Aug 13 2010

Negotiate, please

Anniston Star

In Georgia's recent GOP gubernatorial primary, Republican candidates vowed that they would "aggressively negotiate" an end to the water war between their state and its neighbors, Alabama and Florida, if they were elected.

However, that campaign vow carried little weight in Washington, where Georgia's senators, Saxby Chambliss and Johnny Isakson, decided they did not want to wait for any gubernatorial negotiations. Instead, they began pushing a solution of their own.

At issue, you will recall, is whether metro Atlanta can use Lake Lanier as a source of drinking water and in so doing deprive states downstream — Alabama and Florida.

In 2009, a federal judge ruled that Atlanta's withdrawal from Lanier was illegal. The judge also gave the states three years to arrive at a solution before metro Atlanta would have its water supply drastically cut.

After that ruling, officials of the U.S. Army Corps of Engineers, which oversees the lake, pledged not to get involved in the controversy. With a policies-and-procedures manual to update, it had its hands full.

Last month, the same federal judge released a second ruling in which he said that if the Corps "does not at least consider the effects of current and future water supply withdrawals from Lake Lanier," the new guidelines will be "useless."

Chambliss and Isakson were surely thrilled. Let's get the Corps to write Atlanta's withdrawals into the manual.

Not so fast, said Alabama Sens. Richard Shelby and Jeff Sessions and Florida Sens. Bill Nelson and George LeMieux. In a strongly worded letter to Jo Ellen Darcy, assistant secretary of the Army for civil works, and Lt. Gen. Robert Van Antwerp, chief of engineers for the Corps, the Alabama and Florida senators wrote, "The unspoken premise of the letter from the Georgia senators is that the Corps can somehow develop a solution to the tri-state water controversy.
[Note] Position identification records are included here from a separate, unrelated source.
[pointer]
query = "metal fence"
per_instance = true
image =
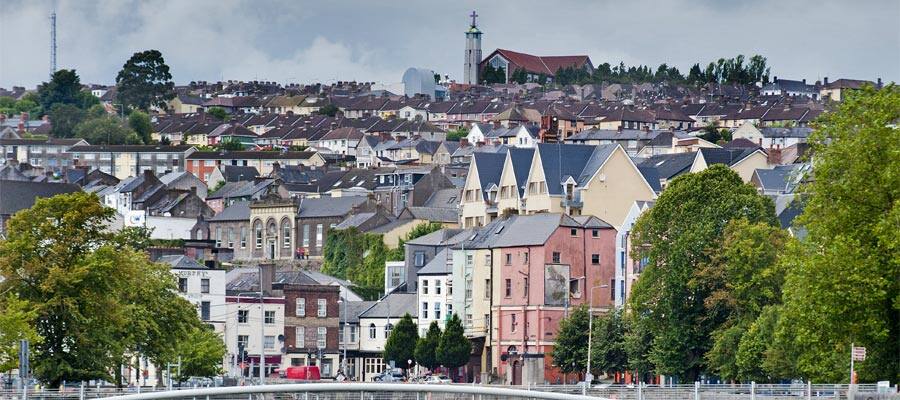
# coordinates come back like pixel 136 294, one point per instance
pixel 618 392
We strongly disagree with that notion.

"The solution (to the problem) will require concessions by each state," they added, "and it is not the job of the Corps to decide what those concessions will be."

We could not agree more. There is nothing to indicate that "consider the effects" means giving metro Atlanta the water it wants — or even some of it. Moreover, since the Corps had pledged to stay out of the controversy, it should honor that pledge.

Concessions will have to be by everyone, but they should be hammered out at the negotiation table. The Georgia senators should stay out of it, and the governors chosen in November should make settling this matter a top priority.